- Merck (NYSE:MRK) and Ridgeback Biotherapeutics have announced that molnupiravir (EIDD-2801/MK-4482), their investigational oral antiviral agent against COVID-19, managed to speed up the time for the infectious agent to become negative in COVID-19 patients.
- The preliminary data from the Phase 2a study were presented at the 2021 Conference on Retroviruses and Opportunistic Infections included findings on one secondary objective.
- On day 5, there was a reduction (nominal p=0.001, not controlled for multiplicity) in positive viral culture in the molnupiravir (all doses) treatment arm compared to placebo: 0% (0/47) for molnupiravir and 24% (6/25) for placebo.
- There were no reports of safety signals, and out of the four serious adverse events, none were believed to be linked to the treatment.
- The multi-center U.S. study involved 202 non-hospitalized adults with COVID-19 symptoms within seven days with a confirmed active SARS-CoV-2 infection.

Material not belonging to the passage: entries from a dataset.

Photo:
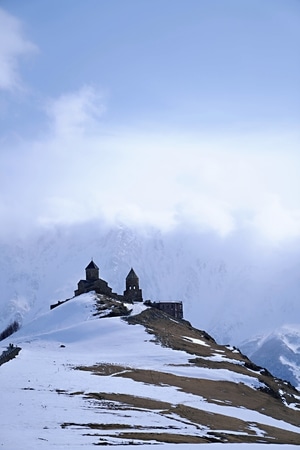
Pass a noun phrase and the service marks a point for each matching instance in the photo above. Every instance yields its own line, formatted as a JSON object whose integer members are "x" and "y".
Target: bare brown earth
{"x": 271, "y": 400}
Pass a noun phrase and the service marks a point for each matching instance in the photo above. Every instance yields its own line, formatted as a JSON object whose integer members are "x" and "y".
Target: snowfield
{"x": 42, "y": 393}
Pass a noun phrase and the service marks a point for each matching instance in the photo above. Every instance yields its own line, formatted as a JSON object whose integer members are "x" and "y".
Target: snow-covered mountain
{"x": 83, "y": 378}
{"x": 279, "y": 351}
{"x": 234, "y": 288}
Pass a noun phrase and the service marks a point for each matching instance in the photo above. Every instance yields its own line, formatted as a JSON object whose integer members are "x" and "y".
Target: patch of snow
{"x": 196, "y": 341}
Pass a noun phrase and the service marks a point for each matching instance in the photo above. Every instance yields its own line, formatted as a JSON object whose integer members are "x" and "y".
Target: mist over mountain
{"x": 279, "y": 351}
{"x": 234, "y": 288}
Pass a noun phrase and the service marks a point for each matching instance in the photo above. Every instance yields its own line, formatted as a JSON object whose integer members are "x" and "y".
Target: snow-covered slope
{"x": 279, "y": 351}
{"x": 233, "y": 288}
{"x": 81, "y": 380}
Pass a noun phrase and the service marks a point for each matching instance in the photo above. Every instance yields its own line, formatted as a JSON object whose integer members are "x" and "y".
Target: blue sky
{"x": 151, "y": 112}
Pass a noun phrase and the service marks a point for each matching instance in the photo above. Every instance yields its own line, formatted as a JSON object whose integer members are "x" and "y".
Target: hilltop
{"x": 138, "y": 376}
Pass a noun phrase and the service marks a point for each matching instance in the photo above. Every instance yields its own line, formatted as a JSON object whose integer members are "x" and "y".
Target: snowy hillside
{"x": 82, "y": 379}
{"x": 279, "y": 351}
{"x": 233, "y": 288}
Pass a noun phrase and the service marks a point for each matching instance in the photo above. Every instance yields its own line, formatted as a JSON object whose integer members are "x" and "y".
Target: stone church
{"x": 93, "y": 282}
{"x": 132, "y": 292}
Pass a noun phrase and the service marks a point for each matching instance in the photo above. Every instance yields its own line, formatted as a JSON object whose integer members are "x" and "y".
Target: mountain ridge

- The primary efficacy objective was the reduction in time to viral negativity as detected by reverse transcriptase-polymerase chain reaction (RT-PCR) analysis of nasopharyngeal swabs.
- The secondary objective was the reduction in time (days) to the negativity of infectious virus isolation in swabs using Vero cell line culture.
- The data for primary efficacy and safety endpoints and additional secondary objectives will be shared at a future medical meeting, the companies said.
- Molnupiravir, an orally available ribonucleoside analog that can inhibit the replication of SARS-CoV-2 can perform the role of Tamiflu for the flu, the Wall Street Journal reported citing infectious-disease experts. Some had, however, a word of caution due to the early nature of the findings.
- Carl Dieffenbach, a director of the Division of AIDS at the National Institute of Allergy and Infectious Diseases, who was not involved in the study noted: “It’s tantalizing and interesting, but it’s not exactly 100% complete, what we need to confirm is that there’s clinical benefit.”
- Earlier, it was reported that based on a uniquely-designed in vivo mouse model containing human lung tissue, a team of researchers at the University of North Carolina had found that molnupiravir could stop the SARS-CoV-2 replication and prevents its infection in human cells.